The following article contains excerpts from a research paper submitted as part of a term project in Natural Language Processing. The main purpose of this project was to analyze and implement a previously published research paper of our choosing relating to modern solutions for NLP named entity recognition. I chose to implement and analyze GRAM-CNN originally implemented by the University of Florida.

The Problems of Scientific NER

A common task in NLP, known as Named Entity Recognition, consists of identifying key words or concepts in a text as part of a classifiable entity. Generally this problem is tackled through statistical modeling, feature dictionaries, hand-crafted rules, etc. However, when applied to a complex textual domain like dense biological texts these models under-perform. While they may have some success with standard texts, these models are: expensive to produce, highly specialized to their original domain, and not generizable to new domains, new vocabulary, or non-standard usage of old concepts.
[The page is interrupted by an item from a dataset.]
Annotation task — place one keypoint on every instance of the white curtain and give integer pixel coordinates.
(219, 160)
Meanwhile, biology based text is made up of multiple languages like Latin and Greek, named entities that compose other named entities, long words and phrases used with varying frequency, and a constantly increasing vocabulary of these words and phrases. The most commonly used methods for Bio NER involve machine learning techniques applied along with the statistical modeling method known as conditional random fields (CRF). However, while CRFs are ideal for modeling, and subsequently labeling, sequences using the intermixed neighboring context of words, they heavily rely on features of any given input. These may include pre-defined “orthographic,morphological, linguistic-based, conjunctions and dictionary-based” rules that define the context and usage of words in the text. Like the previously mentioned methods, these features are generally hand-crafted through expensive human analysis and not transferable to new text. However, we can attempt to learn these features using Deep Learning techniques, combined with the proven use of CRF, and an appropriate dataset.

Original GRAM-CNN Paper

The original authors of GRAM-CNN theorized that through the use of deep convolutional layers, pre-trained embeddings, and syntactical features they could form an accurate and generizable model applicable to multiple forms of biological text . Their main goal was to provide a representation model that could fill in the gaps when a new or misspelled word appears in the text. To achieve this the authors needed an initial representation model for each word. Rather than use a sparse / orthogonal representation like one-hot encodings that capture none of the meaning or context behind words, the authors chose Word2Vec.

Word2Vec Representations

Word2Vec is a probability based method that learns weights that can predict a probability distribution for each context word in a fixed-size sliding window given a center word as a conditional value. This method iterates over the full text and updates a series of weights for the center W_c and context words U_o based on their accuracy to predict the center vand context word u over all words in the vocabulary. The overall goal is to maximize the total likelihood, which we can define as the chained conditional probability of all the context words in a window, chained over the entire text, using our learned representations. Unlike the standard one-hot encoding method, this method allows for a learned vector representation of the word that is lower in dimension, encompasses more than just the discrete label for the word, and is transferable to other tasks. However, this method is limited by the vocabulary found in the training corpus, and is unable to generalize towards completely unseen or mispelled words. To address this the authors use a character level model built up using multi-layer convolutions.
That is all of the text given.